The Shoulders Of Giants
Published: March 7th, 2014
By: Shelly Reuben

Imagine this.

You are a child. Your reading-age is somewhere between Just So Stories and Robinson Crusoe. You are sitting on a window seat overlooking a leafy backyard. You have a blanket over your legs and your favorite book on your lap.

Out there, in the real world, your contemporaries are dealing with school, social pressures, parents, siblings, and homework.

But you are immune to all that because you have a book. While you are reading, the real world does not exist.

You are D’Artagnan engaged in swordplay in The Three Musketeers … Sherlock Holmes examining footprints with Dr. Watson … Dorothy consorting with munchkins in The Emerald City of Oz, and young Jim Hawkins sailing to Treasure Island with a scoundrel named Long John Silver.

You are French. You are British. You are American.

Story Continues Below Adverts

You are a boy, a girl, a man, a woman. You can do anything and be anyone. You are a shape shifter and a wizard. You fly. You sail. You dive. You duel. You are not at the mercy of parents, teachers, siblings, and friends.

Why?

Because you are developing tools of imagination that enable you to become the master of your own fate.

As an adult, you pick your own fights and slay your own dragons.

What one thing had enabled and encouraged you to survive the ecstasies and miseries of childhood so that you could accomplish all this?

Books.

I know. I know. Not all of us were lucky enough to be sitting at window seats with blankets on our knees and overlooking leafy backyards. Bu … whether we were reading on buses to and from school or perusing paragraphs with flashlights under tenement stairs … once our eyes hit the page, there were no limits to where we could go or what we dared to become.

Now, let me tell you a little about the classics. Things you already know, but that bear repeating.

Classics do not have stature because a bald-headed professor made an erudite pronouncement. They are not granted “classic-hood” because King Arthur knighted them with a glistening sword.

They attain their longevity and status for two reasons and two reasons only. One: They touch our minds. Two: They touch our hearts. And “our” here means universal. Readers in the Americas. Readers in India. Readers in Russia. Readers in Japan.

One of my contemporary heroes is Ayaan Hirsi Ali. She was born to a strict Muslim family in Somalia, brought up in Saudi Arabia, Ethiopia, and Kenya, and in the name of religion, sexually mutilated when she was five years old. She fled to the West in order to escape an arranged marriage, and after a stint in Holland’s parliament, she immigrated to the United States.
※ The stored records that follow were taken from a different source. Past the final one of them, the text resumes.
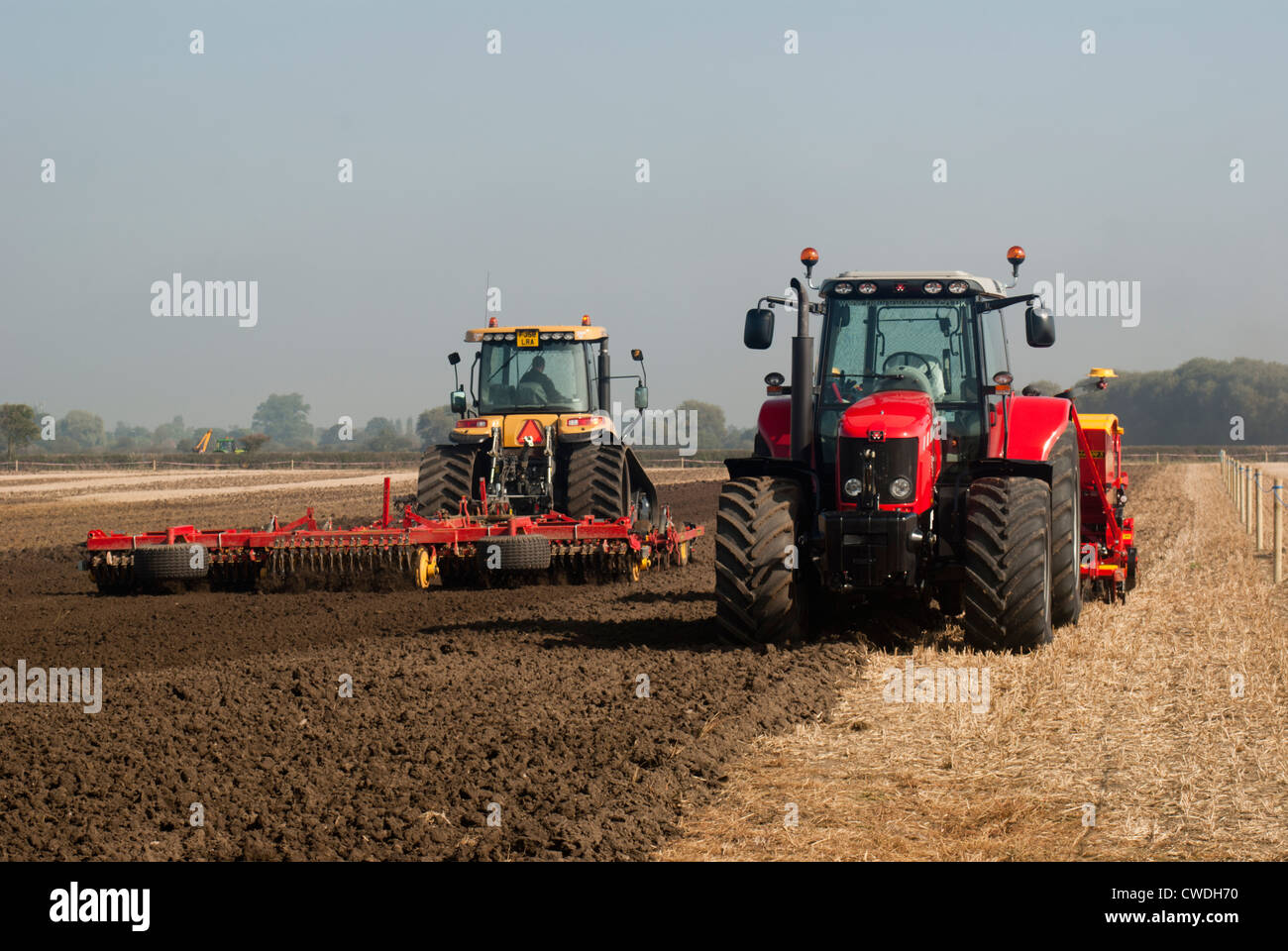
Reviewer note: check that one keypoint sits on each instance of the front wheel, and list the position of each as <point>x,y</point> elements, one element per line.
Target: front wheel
<point>759,574</point>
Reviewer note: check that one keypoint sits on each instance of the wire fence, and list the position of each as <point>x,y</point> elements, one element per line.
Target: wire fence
<point>1250,489</point>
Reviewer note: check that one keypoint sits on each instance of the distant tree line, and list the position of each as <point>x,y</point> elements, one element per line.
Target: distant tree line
<point>281,422</point>
<point>1203,401</point>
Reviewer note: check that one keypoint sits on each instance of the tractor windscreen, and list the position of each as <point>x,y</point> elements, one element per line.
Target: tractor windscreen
<point>553,376</point>
<point>921,344</point>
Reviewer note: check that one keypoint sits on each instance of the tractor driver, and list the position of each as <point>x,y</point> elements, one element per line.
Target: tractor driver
<point>536,376</point>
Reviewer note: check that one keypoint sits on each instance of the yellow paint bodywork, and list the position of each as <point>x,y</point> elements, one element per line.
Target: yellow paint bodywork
<point>579,331</point>
<point>513,424</point>
<point>1102,420</point>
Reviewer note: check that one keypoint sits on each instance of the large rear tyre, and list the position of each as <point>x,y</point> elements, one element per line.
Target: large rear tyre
<point>595,480</point>
<point>759,595</point>
<point>1065,531</point>
<point>446,475</point>
<point>1008,589</point>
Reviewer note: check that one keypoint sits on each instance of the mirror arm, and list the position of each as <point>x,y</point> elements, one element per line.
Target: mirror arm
<point>1008,302</point>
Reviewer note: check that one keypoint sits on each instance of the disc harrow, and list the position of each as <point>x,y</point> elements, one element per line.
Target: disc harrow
<point>462,551</point>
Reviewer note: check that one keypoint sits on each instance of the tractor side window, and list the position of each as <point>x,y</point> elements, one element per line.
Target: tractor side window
<point>995,344</point>
<point>548,377</point>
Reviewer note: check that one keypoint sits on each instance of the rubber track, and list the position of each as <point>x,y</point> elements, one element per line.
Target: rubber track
<point>1008,545</point>
<point>755,591</point>
<point>592,476</point>
<point>446,475</point>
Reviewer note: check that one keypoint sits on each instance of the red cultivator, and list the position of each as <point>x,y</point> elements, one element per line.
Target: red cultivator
<point>462,551</point>
<point>1108,545</point>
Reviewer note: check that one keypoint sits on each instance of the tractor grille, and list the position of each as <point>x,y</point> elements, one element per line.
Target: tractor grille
<point>892,458</point>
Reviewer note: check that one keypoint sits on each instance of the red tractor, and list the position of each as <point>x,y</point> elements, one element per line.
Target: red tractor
<point>905,466</point>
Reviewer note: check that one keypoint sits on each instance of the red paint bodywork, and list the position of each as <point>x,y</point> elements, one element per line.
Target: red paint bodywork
<point>774,425</point>
<point>898,415</point>
<point>1026,427</point>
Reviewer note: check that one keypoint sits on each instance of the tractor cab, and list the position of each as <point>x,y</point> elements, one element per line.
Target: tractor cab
<point>910,334</point>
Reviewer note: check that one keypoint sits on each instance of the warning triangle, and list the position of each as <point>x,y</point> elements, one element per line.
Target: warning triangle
<point>533,429</point>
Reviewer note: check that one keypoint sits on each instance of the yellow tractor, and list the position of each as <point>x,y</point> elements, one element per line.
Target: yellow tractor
<point>536,432</point>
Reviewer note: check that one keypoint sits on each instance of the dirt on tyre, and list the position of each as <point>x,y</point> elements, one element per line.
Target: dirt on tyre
<point>446,475</point>
<point>1065,531</point>
<point>595,482</point>
<point>759,596</point>
<point>168,562</point>
<point>1008,587</point>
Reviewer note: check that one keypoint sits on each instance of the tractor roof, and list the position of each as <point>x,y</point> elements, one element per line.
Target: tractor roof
<point>579,331</point>
<point>983,285</point>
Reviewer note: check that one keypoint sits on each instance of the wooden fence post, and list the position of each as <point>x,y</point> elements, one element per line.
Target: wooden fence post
<point>1247,500</point>
<point>1278,532</point>
<point>1256,504</point>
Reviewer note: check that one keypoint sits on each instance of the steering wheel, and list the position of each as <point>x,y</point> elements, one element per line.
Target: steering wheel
<point>893,360</point>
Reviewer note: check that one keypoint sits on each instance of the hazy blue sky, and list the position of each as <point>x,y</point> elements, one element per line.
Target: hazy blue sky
<point>224,166</point>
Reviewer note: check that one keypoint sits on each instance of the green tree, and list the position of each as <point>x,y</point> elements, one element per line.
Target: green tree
<point>712,431</point>
<point>284,419</point>
<point>171,435</point>
<point>433,425</point>
<point>82,429</point>
<point>18,425</point>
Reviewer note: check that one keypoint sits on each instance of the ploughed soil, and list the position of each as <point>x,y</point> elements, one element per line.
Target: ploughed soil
<point>482,724</point>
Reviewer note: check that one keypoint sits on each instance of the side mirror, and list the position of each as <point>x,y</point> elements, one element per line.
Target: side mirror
<point>1038,326</point>
<point>758,333</point>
It is no great surprise that her journey from slavery to freedom had a great deal to do with books. To quote from her autobiography, Infidel:

“We read 1984, Huckleberry Finn, The Thirty-Nine Steps … We imagined the British moors in Wuthering Heights, and the fight for racial equality in South Africa in Cry, the Beloved Country. An entire world of Western ideas began to take shape … All these books, even the trashy ones, carried with them ideas – races were equal, women were equal to men – and concepts of freedom, struggle, and adventure that were new to me … Heroines fell in love, they fought off family obstacles and questions of wealth and status, and they married the man they chose.”

Story Continues Below Adverts

The classics inform us. They expose injustices. They provide alternatives.

You do not have to have been born a black in Alabama to be horrified by Eliza’s slavery in Uncle Tom’s Cabin. You do not have to be Chinese to empathize with O-Lan’s arduous life in The Good Earth. And you do not have to be Persian to treasure “A Jug of Wine, a Loaf of Bread, and Thou,” from The Rubáiyát by Omar Khayyám. Nor must you be a character in a Walt Disney movie to want dreams to come true and wooden puppets to come to life.

We all want slavery to be abolished, life to be easier, poetry to be sung, and Cinderella to find her handsome prince (yes. Fairytales can be classics, too!)

I am a writer. I am proud of what I do, and I hope that everybody falls in love with my books.

I am proudest, though, of the company that I keep. Proud that I share space on the bookshelf with tomes written by literary giants. Books with great themes, great sorrows, great hopes, great joys, and great inspirations. Books that can expand our horizons, make us better people, and give us the strength to treasure our independence, our imaginations, and our intellects.

Books nourish our hearts … our minds … our souls.

They are the shoulders that all of us stand on. They teach us to reach for the stars. To grab onto our dreams. To hold them tight. And to never, never, never let them go.